Australian communist and author

 Amirah Inglis (née Gutstadt, then Gust, then Turner, finally Inglis) (7 December 1926 – 2 May 2015) was an Australian communist activist and writer.

==Biography==
Inglis was born Amirah Gutstadt in 1926 in Brussels, Belgium, to Itzhak (also known as Isaac) and Manka (also known as Miriam) Gutstadt, who were Polish Jews. Prior to her birth, her parents had lived in Mandatory Palestine, and it was there that the Hebrew name Amirah had been suggested. At the age of two, Inglis and her mother travelled to Melbourne, Australia, to join her father there. He had adopted a new surname, Gust. For most of her childhood she was an only child: her only sibling, Ian Gust, was 14 years younger.

After schooling at Princes Hill State School and Mac.Robertson Girls' High School, she studied history at Melbourne University. It was there that she both joined the Communist Party, and met her first husband, Ian Turner, with whom she went on to have three children. She was editor of the student newspaper, Farrago, in 1944. In 1947 she was vice-president of the Students' Representative Council; Ian Turner was the president.

After university, she worked as a librarian, first with the Department of Transport and then with the Communist Party's Melbourne newspaper, the Guardian. In 1959 she and her husband and their three children moved from Melbourne to Canberra, where Ian Turner took up a PhD scholarship at the Australian National University, and where Amirah Turner taught music at the new Lyneham High School. That same year Amirah Turner wrote the music for the new school song.

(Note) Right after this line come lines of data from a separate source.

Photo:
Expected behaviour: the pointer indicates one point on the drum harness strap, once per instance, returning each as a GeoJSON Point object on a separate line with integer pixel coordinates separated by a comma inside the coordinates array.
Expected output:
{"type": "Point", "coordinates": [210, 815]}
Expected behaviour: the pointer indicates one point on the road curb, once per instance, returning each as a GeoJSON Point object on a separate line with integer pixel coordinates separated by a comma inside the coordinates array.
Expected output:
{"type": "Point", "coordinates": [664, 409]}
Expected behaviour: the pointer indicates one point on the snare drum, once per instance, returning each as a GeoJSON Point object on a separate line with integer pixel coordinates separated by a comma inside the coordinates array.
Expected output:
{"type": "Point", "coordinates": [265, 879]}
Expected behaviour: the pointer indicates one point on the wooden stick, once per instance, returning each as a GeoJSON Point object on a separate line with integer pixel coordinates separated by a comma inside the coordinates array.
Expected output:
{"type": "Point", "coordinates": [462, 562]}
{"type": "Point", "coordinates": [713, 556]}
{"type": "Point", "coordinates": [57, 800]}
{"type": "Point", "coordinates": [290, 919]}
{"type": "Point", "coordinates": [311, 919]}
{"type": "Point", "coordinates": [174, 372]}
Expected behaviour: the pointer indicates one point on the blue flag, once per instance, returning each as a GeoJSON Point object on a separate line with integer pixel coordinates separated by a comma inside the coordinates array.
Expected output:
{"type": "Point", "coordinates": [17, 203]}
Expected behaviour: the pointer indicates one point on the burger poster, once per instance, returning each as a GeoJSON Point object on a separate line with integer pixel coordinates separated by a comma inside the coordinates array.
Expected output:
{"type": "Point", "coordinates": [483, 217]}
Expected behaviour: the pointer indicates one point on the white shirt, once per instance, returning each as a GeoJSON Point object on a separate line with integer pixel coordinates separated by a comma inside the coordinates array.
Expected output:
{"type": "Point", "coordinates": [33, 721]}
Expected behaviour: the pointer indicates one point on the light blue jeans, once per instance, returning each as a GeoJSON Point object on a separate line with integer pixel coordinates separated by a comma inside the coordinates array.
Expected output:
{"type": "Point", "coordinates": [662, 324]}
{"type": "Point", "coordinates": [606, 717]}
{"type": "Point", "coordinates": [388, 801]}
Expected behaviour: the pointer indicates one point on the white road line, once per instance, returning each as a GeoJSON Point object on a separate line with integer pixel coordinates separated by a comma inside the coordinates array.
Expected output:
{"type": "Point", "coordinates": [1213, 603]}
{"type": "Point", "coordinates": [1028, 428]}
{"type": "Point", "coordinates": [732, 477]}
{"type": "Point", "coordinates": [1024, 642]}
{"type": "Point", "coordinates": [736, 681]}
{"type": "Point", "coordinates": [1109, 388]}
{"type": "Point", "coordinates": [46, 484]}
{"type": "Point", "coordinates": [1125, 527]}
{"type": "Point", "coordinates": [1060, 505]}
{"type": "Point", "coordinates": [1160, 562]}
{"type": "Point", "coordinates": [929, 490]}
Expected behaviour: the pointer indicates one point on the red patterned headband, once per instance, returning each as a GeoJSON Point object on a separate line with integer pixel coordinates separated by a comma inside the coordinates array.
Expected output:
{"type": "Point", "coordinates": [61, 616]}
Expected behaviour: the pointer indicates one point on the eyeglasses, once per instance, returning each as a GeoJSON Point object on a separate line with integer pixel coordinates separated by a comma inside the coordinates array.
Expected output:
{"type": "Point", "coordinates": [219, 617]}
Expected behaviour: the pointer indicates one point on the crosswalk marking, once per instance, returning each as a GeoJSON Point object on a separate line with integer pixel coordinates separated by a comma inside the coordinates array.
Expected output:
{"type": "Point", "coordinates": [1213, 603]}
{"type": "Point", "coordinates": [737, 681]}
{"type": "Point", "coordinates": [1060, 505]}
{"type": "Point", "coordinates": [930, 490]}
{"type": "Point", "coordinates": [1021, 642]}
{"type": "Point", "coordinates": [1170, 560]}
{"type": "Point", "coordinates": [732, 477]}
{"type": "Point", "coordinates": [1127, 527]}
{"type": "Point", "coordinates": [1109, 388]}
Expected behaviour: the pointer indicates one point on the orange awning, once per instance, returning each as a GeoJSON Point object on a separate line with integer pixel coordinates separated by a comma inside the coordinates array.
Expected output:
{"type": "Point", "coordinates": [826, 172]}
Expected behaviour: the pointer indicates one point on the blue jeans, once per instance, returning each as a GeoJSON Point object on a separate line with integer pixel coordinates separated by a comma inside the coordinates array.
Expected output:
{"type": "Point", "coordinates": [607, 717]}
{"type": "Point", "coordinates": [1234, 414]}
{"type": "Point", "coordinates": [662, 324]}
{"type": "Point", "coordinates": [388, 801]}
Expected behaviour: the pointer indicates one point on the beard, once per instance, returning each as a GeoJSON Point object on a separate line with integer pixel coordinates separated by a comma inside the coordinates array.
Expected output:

In 1961 Amirah Turner left the Communist Party (Ian Turner having already been expelled); the marriage came to an end the same year. She met the historian Ken Inglis in Canberra and they married in 1965. In 1967 Ken Inglis became vice-chancellor of the University of Papua New Guinea, and Amirah (by then Amirah Inglis) and five of their combined six children went with him. It was in Port Moresby that she started to write, starting with an article for the journal Nation, although she had previously written a short story for the communist newspaper Tribune in 1956, under her then married name of Turner. Her first book was about sexual politics in Port Moresby in the 1920s and 30s. On Ken Inglis's retirement from UPNG in 1975 they returned to Canberra, where they lived until 2007, when they moved to Melbourne. Inglis died in 2015, and Ken Inglis died in 2017.

==Works==
- Not a White Woman Safe, (1974: ANU Press).
- The White Women's Protection Ordinance: Sexual Anxiety and Politics in Papua, (1975: Sussex University Press).
- Karo: The Life and Fate of a Papuan, (1983: Institute of Papua New Guinea Studies in Association with ANU Press).
- Australians in the Spanish Civil War, (1987: Allen & Unwin).
- Amirah, An un-Australian Childhood, (1989: William Heinemann Australia).
- The Hammer & Sickle and the Washing Up, (1995: Hyland House).

Inglis also edited a book of letters from an Australian, Frederick John Lloyd Edmonds (1906-1994) who had fought in Spain as part of the International Brigades during the Spanish Civil War: Edmonds, Lloyd, Letters from Spain, (1985: George Allen & Unwin). When Edmonds unveiled the Spanish Civil War Memorial in Canberra in 1993, the Spanish ambassador was delighted to meet an Australian who had fought on the same side as his parents.